Hard data: Radiologists’ higher prices reflect important yet often overlooked factors

It’s no secret that radiology ranks among the medical specialties with the highest mean markups on list prices. However, a new review of Medicare data on prices listed and payments made shows that, far from being arbitrarily set—as is often assumed if not alleged—many of radiology’s highest prices reflect real-world, case-by-case factors involving heightened risk, greater clinical complexity and increased need for subspecialized expertise.

The Journal of the American College of Radiology posted the study online July 20.

Andrew Rosenkrantz, MD, MPA, of New York University and colleagues used the 2014 Medicare Physician and Other Supplier Public Use File to identify submitted charges (“list prices”) and payments for radiologists’ professional services (as distinct from hospital, or “technical,” charges).

The sweep of their study was broad, as they found good data on 26,715 radiologists (out of somewhere in the neighborhood of 34,000 practicing rads in the U.S.).

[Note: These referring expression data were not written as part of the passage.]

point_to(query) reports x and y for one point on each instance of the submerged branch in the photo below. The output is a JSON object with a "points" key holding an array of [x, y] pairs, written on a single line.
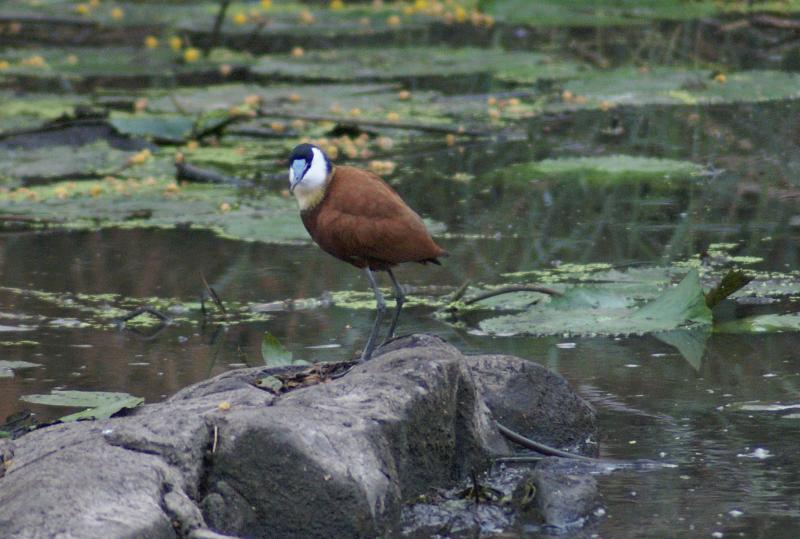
{"points": [[215, 32], [140, 311], [416, 126], [527, 443]]}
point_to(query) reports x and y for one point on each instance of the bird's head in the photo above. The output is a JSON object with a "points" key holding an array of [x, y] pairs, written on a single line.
{"points": [[308, 170]]}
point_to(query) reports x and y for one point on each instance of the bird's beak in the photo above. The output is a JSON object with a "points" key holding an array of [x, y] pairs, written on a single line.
{"points": [[298, 168]]}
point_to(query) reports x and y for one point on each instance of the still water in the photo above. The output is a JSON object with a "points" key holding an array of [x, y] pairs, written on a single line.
{"points": [[738, 472]]}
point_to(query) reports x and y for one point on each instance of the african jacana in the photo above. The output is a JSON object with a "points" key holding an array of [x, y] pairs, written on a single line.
{"points": [[355, 216]]}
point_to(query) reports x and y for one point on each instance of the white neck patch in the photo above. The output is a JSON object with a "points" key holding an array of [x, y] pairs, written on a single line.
{"points": [[310, 190]]}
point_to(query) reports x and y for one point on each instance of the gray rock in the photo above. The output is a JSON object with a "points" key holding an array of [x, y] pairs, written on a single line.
{"points": [[566, 492], [537, 403], [334, 459]]}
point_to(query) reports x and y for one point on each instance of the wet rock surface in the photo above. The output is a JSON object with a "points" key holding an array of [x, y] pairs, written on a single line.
{"points": [[339, 458]]}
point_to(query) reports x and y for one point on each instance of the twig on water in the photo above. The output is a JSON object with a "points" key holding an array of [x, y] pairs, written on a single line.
{"points": [[527, 443], [416, 126], [213, 295], [190, 173], [140, 311]]}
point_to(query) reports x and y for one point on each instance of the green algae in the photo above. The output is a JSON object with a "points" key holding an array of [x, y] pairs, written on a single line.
{"points": [[620, 12], [7, 368], [151, 203], [401, 63]]}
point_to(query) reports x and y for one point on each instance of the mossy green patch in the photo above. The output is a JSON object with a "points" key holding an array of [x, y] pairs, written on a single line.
{"points": [[7, 368], [146, 203], [94, 159], [400, 63], [619, 12]]}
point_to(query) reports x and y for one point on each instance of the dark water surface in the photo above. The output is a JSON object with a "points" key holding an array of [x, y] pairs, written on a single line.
{"points": [[738, 472]]}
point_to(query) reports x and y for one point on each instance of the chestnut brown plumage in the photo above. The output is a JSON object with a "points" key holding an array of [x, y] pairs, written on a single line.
{"points": [[355, 216]]}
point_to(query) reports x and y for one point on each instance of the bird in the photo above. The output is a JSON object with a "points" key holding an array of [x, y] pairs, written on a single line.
{"points": [[354, 215]]}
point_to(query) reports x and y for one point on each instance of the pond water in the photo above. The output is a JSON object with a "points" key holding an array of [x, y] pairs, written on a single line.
{"points": [[737, 470]]}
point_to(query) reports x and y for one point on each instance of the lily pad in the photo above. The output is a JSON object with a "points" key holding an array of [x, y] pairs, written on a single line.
{"points": [[98, 404], [595, 13], [674, 86], [677, 307], [275, 355], [609, 168], [75, 63], [7, 368], [764, 323], [95, 159], [399, 63], [151, 203]]}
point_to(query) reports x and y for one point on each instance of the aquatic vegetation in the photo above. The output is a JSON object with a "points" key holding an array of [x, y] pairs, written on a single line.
{"points": [[97, 404]]}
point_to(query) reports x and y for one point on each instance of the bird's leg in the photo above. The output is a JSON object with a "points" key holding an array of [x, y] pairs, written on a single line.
{"points": [[381, 309], [399, 298]]}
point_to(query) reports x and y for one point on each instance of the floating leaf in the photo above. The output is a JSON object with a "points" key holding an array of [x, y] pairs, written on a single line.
{"points": [[274, 354], [7, 368], [679, 306], [690, 343], [98, 404]]}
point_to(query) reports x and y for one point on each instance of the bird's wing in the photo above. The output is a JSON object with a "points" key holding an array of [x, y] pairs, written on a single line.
{"points": [[368, 219]]}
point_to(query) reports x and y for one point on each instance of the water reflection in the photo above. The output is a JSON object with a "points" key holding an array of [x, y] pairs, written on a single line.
{"points": [[653, 403]]}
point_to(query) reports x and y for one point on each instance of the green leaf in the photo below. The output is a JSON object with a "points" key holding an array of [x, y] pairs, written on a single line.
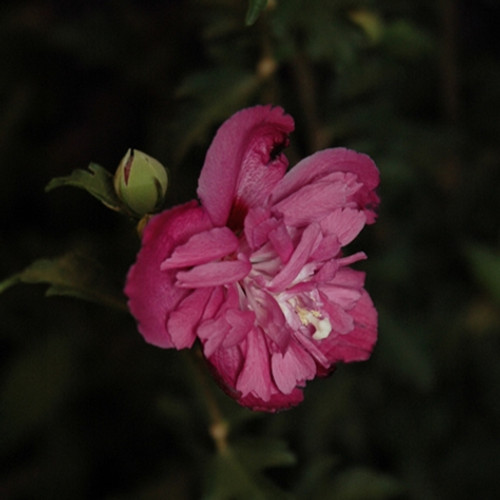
{"points": [[71, 274], [259, 453], [360, 483], [96, 180], [237, 471], [485, 265], [255, 7], [34, 388]]}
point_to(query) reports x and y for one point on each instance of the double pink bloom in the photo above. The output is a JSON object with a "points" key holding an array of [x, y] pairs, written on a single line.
{"points": [[256, 271]]}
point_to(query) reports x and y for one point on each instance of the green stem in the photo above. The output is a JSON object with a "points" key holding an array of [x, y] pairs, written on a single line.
{"points": [[218, 428]]}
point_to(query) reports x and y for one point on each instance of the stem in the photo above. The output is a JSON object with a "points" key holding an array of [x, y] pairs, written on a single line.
{"points": [[306, 87], [218, 428]]}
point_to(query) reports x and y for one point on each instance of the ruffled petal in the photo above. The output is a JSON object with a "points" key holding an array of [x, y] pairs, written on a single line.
{"points": [[309, 241], [183, 320], [255, 376], [152, 293], [313, 202], [344, 223], [213, 274], [357, 345], [292, 368], [203, 247], [322, 163], [244, 163]]}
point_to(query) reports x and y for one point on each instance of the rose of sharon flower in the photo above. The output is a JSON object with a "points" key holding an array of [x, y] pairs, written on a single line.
{"points": [[255, 271]]}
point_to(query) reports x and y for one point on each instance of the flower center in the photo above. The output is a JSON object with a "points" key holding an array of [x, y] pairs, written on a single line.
{"points": [[297, 314], [322, 326]]}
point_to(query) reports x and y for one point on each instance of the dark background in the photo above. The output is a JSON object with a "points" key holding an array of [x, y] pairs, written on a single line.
{"points": [[87, 409]]}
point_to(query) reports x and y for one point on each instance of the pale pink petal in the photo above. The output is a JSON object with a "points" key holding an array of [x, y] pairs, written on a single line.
{"points": [[212, 333], [282, 242], [358, 344], [277, 402], [345, 297], [213, 274], [344, 223], [341, 321], [309, 241], [243, 163], [152, 294], [292, 368], [241, 322], [315, 201], [255, 376], [322, 163], [328, 248], [203, 247], [183, 320], [269, 315]]}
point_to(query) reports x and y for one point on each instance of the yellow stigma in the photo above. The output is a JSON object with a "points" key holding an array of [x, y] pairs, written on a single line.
{"points": [[323, 327]]}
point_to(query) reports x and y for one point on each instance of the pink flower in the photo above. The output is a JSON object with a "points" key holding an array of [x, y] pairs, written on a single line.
{"points": [[256, 270]]}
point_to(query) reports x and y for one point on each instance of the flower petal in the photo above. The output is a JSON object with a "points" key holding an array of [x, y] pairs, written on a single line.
{"points": [[358, 344], [292, 368], [152, 294], [310, 239], [213, 274], [255, 376], [314, 201], [242, 165], [322, 163], [184, 319], [203, 247], [344, 223]]}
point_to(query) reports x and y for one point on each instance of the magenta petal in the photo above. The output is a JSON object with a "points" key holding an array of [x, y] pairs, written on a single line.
{"points": [[315, 201], [358, 344], [240, 163], [278, 401], [282, 242], [241, 323], [344, 223], [213, 274], [255, 376], [292, 368], [152, 294], [322, 163], [310, 239], [201, 248], [183, 321], [212, 333]]}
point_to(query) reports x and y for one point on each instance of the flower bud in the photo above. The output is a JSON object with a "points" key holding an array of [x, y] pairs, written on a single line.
{"points": [[141, 182]]}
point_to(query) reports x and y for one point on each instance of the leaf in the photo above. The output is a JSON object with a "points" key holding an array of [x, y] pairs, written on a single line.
{"points": [[237, 471], [96, 180], [260, 453], [35, 385], [255, 7], [71, 274], [485, 265], [360, 483], [217, 94]]}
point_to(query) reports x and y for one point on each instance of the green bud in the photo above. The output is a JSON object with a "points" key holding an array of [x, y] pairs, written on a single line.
{"points": [[141, 182]]}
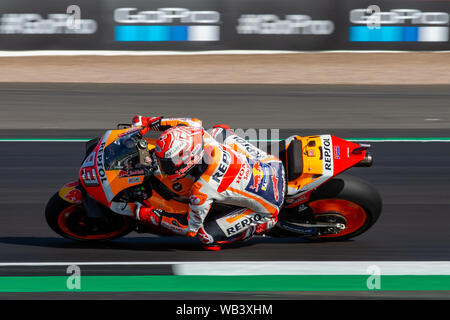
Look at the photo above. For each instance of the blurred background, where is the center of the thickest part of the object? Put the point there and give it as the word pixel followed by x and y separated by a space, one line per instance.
pixel 376 70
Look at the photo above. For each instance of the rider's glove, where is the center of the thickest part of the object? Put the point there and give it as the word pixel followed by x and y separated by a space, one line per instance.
pixel 148 123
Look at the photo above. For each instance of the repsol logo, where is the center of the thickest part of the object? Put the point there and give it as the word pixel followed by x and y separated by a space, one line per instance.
pixel 241 225
pixel 223 167
pixel 251 149
pixel 100 165
pixel 165 15
pixel 327 154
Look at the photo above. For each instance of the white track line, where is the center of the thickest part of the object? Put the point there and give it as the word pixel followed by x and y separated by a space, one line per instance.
pixel 41 53
pixel 274 267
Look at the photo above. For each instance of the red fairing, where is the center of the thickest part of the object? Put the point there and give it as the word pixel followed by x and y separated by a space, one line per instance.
pixel 343 157
pixel 89 175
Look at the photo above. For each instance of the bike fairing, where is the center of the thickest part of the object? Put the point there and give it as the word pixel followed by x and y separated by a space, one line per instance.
pixel 226 178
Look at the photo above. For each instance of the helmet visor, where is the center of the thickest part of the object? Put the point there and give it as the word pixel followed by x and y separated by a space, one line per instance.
pixel 168 167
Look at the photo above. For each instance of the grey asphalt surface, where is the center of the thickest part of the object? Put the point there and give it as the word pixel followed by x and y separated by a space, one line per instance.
pixel 93 106
pixel 411 177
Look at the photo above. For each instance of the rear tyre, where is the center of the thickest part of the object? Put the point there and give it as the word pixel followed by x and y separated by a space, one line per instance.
pixel 72 222
pixel 344 199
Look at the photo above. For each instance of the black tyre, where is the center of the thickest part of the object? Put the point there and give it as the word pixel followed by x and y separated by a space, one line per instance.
pixel 346 199
pixel 72 222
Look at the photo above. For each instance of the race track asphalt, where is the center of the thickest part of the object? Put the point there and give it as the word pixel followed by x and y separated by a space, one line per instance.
pixel 412 178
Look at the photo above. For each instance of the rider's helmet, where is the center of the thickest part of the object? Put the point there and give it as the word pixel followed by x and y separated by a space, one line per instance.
pixel 178 150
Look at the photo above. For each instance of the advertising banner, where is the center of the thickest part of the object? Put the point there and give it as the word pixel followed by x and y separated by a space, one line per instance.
pixel 394 25
pixel 224 25
pixel 282 24
pixel 163 25
pixel 50 25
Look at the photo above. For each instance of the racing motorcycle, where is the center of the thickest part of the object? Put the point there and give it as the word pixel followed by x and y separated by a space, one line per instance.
pixel 120 168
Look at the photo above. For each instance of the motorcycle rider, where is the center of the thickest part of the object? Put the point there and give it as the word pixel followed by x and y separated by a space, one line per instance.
pixel 232 172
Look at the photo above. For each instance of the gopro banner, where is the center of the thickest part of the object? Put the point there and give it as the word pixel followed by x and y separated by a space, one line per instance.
pixel 199 25
pixel 166 24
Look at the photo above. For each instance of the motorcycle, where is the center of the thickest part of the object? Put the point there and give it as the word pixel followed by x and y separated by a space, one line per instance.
pixel 120 169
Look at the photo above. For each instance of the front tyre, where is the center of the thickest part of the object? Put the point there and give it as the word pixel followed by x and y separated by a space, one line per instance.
pixel 72 222
pixel 346 199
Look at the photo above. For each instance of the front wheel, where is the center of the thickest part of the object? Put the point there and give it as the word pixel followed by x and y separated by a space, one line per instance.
pixel 72 222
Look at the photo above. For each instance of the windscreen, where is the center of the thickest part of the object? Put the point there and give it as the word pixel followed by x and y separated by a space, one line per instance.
pixel 122 154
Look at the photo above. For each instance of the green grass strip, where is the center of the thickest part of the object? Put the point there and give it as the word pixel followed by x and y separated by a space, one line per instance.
pixel 223 283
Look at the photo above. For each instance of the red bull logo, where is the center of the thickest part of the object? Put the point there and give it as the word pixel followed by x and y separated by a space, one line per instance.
pixel 258 175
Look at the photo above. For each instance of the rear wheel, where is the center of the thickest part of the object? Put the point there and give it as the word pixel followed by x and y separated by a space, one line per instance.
pixel 72 222
pixel 348 201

To determine excess charges, the team computed charge-to-payment ratios for individual radiologists and examined publicly available information on radiologist-level factors such as years of experience, teaching vs. nonteaching and subspecialist vs. generalist.

They found radiologists’ mean charge-to-payment ratio landed at 4.2 ± 2.0. (This is in line with research published in JAMA earlier this year placing the median ratio for diagnostic radiologists at 3.8 and for interventional radiologists at 4.5).

Rosenkrantz and colleagues further report:

  • A greater charge-to-payment ratio was most strongly predicted for those serving higher-complexity patients (ratio ranging from 3.8 ± 1.8 to 4.1 ± 1.6 for radiologists in the first through third quartiles in terms of patient complexity, compared with a ratio of 4.8 ± 2.8 for radiologists in the highest quartile in terms of patient complexity).
  • A higher charge-to-payment ratio was also observed among those with, rather than without, a teaching institutional affiliation (4.7 ± 2.8 versus 4.0 ± 1.8, respectively) and among subspecialists rather than generalists (4.4 ± 2.5 versus 3.9 ± 1.5, respectively).
  • Among subspecialties, charge-to-payment ratios ranged from 3.3 ± 1.3 (breast imaging) to 5.7 ± 4.1 (interventional radiology). Charge-to-payment ratios showed weak inverse correlations with total service volume (r = −0.13) and total payments (r = −0.11).

Observing that radiologists’ charge-to-payment ratios had minimal inverse correlations with their total Medicare service volumes and total Medicare payments, the authors point out that simply raising prices, for those who feel inclined, probably wouldn’t lift profits in the present era as it may have in the past.

“In fact, in the era of price transparency, it is possible that very high markups could ultimately lead to a financial loss [by] disincentivizing patients to seek care at a given practice,” they write. “Given our findings, radiologists should be aware of their own practice’s prices and degrees of markup, as well as how these compare to competitors’ prices when considering geographic region, practice type (e.g., teaching status), radiologist practice mix (i.e., degree of subspecialization) and patient mix (i.e., average patient complexity).”

Rosenkrantz et al. add that radiologists would do well to stay up on their hospital partners’ technical-billing practices, as thrifty patients may shop around for better all-around deals.

“This aim would be facilitated by the availability of benchmark price data from an independent catalog encompassing a wide spectrum of practices,” they write. “Our present investigation may serve as the first step in such an effort.”